Ram's 1500 full-size truck remains the most distinctive full-size truck on the road, but now in 2013, it doesn't quite have the visual impact the first Dodge Ram had in 1994. The scaled-down, big-rig sensibility is all but gone from the fenders, but it's still evocative and instantly recognizable as a Ram. It's not edgy and robotic like the Toyota Tundra or Nissan Titan, as rigidly linear as the F-150, or as soft as the Chevy Silverado.
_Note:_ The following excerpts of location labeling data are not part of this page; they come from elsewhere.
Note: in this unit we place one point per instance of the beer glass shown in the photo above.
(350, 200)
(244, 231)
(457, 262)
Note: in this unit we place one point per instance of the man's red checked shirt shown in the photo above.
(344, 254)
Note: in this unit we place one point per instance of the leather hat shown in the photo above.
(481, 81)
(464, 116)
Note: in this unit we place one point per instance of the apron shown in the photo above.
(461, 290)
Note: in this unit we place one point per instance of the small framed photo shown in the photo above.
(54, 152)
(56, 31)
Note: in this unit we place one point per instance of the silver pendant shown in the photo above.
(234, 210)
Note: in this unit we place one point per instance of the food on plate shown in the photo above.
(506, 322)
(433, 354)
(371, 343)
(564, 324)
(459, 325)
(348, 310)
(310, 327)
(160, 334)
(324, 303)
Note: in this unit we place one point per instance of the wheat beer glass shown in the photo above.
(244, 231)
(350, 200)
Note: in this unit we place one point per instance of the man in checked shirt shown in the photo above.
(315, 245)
Most of the updates for the new model year come at the grille, where it's grown even taller and more prominent this year. The Ram actually has five different grilles this year, each one with a name, depending on its texture and finish, so important it is to the identity of the different trim levels. No matter which one's specified, it's flanked by reshaped headlamps and fog lights with some LED trim. At the rear, 15 red LEDs make up the taillamps, and the side marker lights are made up of three red LEDs.
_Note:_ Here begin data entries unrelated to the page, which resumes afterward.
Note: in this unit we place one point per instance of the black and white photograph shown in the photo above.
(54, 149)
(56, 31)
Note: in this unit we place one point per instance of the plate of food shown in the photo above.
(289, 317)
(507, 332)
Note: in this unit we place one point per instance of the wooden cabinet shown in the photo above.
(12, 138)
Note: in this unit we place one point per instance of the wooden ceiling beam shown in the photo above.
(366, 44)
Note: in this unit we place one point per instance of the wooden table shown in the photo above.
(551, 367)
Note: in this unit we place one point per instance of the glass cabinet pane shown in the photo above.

Interior styling for the Ram has been completely reworked, with its high quality and upscale flavor upgraded to an even higher level, making it even more attractive and desirable. New rotary controls for infotainment and climate systems clean up the center stack and free up more space, and a digital cluster replaces some instruments on some models--and even gets softly rendered numerals, so attentive are the details. The new eight-speed-automatic trucks also get a rotary knob for shifting, and it's placed up on the dash as well.
Those with simpler tastes have plenty of options in the Ram 1500 range, from the simple Tradesman to the extreme luxury of the Laramie Longhorn, which has some of the finest wood grain and contrast stitching available in a vehicle of its kind.